In [1]:
from pyspark.sql import SQLContext
from pyspark.sql.functions import udf
from pyspark.sql.types import IntegerType, DoubleType, StringType, ArrayType, StructType, StructField

from pyspark.ml import Pipeline
from pyspark.ml.regression import GBTRegressor
from pyspark.ml.feature import StringIndexer, VectorIndexer, VectorAssembler, Normalizer
from pyspark.ml.evaluation import RegressionEvaluator, MulticlassClassificationEvaluator
from pyspark.ml.classification import RandomForestClassifier, DecisionTreeClassifier, GBTClassifier

from pyspark.mllib.util import MLUtils
from pyspark.mllib.linalg import Vectors
from pyspark.mllib.tree import GradientBoostedTrees, GradientBoostedTreesModel
from pyspark.mllib.tree import RandomForest, RandomForestModel

from pyspark.ml.tuning import ParamGridBuilder, CrossValidator

import os
from math import log

In [2]:
sqlContext = SQLContext(sc)

## Fonctions

In [314]:
# Log Loss metric
def logloss(df):
    loglossRed1 =           df.map(lambda r: (r.indexedLabel, r.proba)) #probability[1]
    
    # Check if some proba are < 0
    neg = loglossRed1.filter(lambda (y,p): p <= 0.0 or p >= 1.0)
    negCount = neg.count()
    if not negCount == 0:
        print "!!! There so non-valid probability !!! " + str(negCount)
        loglossRed1 = loglossRed1.filter(lambda (y,p): p > 0.0 and p < 1.0)

    
    loglossRed2 =  loglossRed1.map(lambda (y,p): y*log(p) + (1.0-y)*log(1.0-p))
    loglossRed  =  loglossRed2.reduce(lambda a, b: a+b)
    
    return -1.0 * loglossRed / float(trainPredictions.count())

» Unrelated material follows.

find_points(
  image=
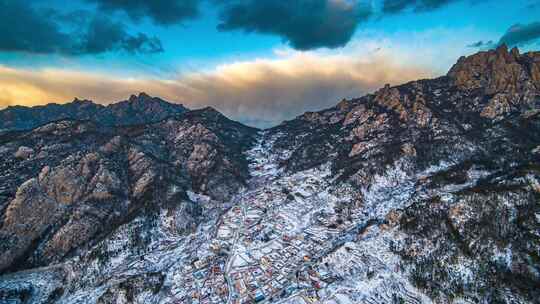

#print "Logloss on Training: " + str(logloss(trainPredictions))

In [399]:
# Shrink dow extrem proba
def shrink(val, factor = 0.2, trunc = 0.1):
    if val < 0.0 + trunc:
        val = 0.0 + trunc
    elif val > 1.0 - trunc:
        val = 1.0 - trunc
        
    if factor == None:
        return val
    
    return val * (1.0-factor) + factor/2.0
#print shrink(0.5)
#print shrink(0)
#print shrink(1)
#print shrink(0.95)
#print shrink(0.05)

def shrinkDf(df, factor = 0.2, trunc = 0.0):
    # proba=u'[1,null,null,[0.9413866396761132,0.05861336032388664]]
    shrinkUdf = udf(lambda probability: shrink(float(probability.split(',')[4][:-2]), factor, trunc), DoubleType())
    
    dfShrink1 = df.withColumn('proba', (df.probability.cast(StringType())))
    #print dfShrink1.take(1)
    dfShrink = dfShrink1.withColumn('proba', shrinkUdf(dfShrink1.proba))
    
    return dfShrink

In [400]:
trainPredictionsShrink = shrinkDf(trainPredictions, 0.3)

## Load

In [4]:
kaggleTrain = sqlContext.read.format('com.databricks.spark.csv').options(header='true', inferschema='true').load('kaggle/train.csv')
kaggleTrain.cache()
print ""




In [5]:
kaggleTest = sqlContext.read.format('com.databricks.spark.csv').options(header='true', inferschema='true').load('kaggle/test.csv')
kaggleTest.cache()
print ""




In [6]:
print "Kaggle Train count: " + str(kaggleTrain.count())
print "Kaggle Test count:  " + str(kaggleTest.count())

Kaggle Train count: 114321
Kaggle Test count:  114393


In [7]:
#print train.schema.fields
columnsDict = {}
for col in kaggleTrain.schema.fields:
    typeKey = str(col.dataType)
    colName = col.name
    
    if colName == 'ID':
        print "We have the ID columns, type: " + typeKey
        continue
    if colName == 'target':
        print "We have the target columns, type: " + typeKey
        continue
    
    if typeKey not in columnsDict:
        columnsDict[typeKey] = [col.name]
    else:
        columnsDict[typeKey].append(col.name)

print ""
for ct, cl in columnsDict.iteritems():
    print ct + " " + str(len(cl))

We have the ID columns, type: IntegerType
We have the target columns, type: IntegerType

StringType 19
DoubleType 108
IntegerType 4


In [8]:
kaggleTrain.stat.freqItems(["target"]).collect()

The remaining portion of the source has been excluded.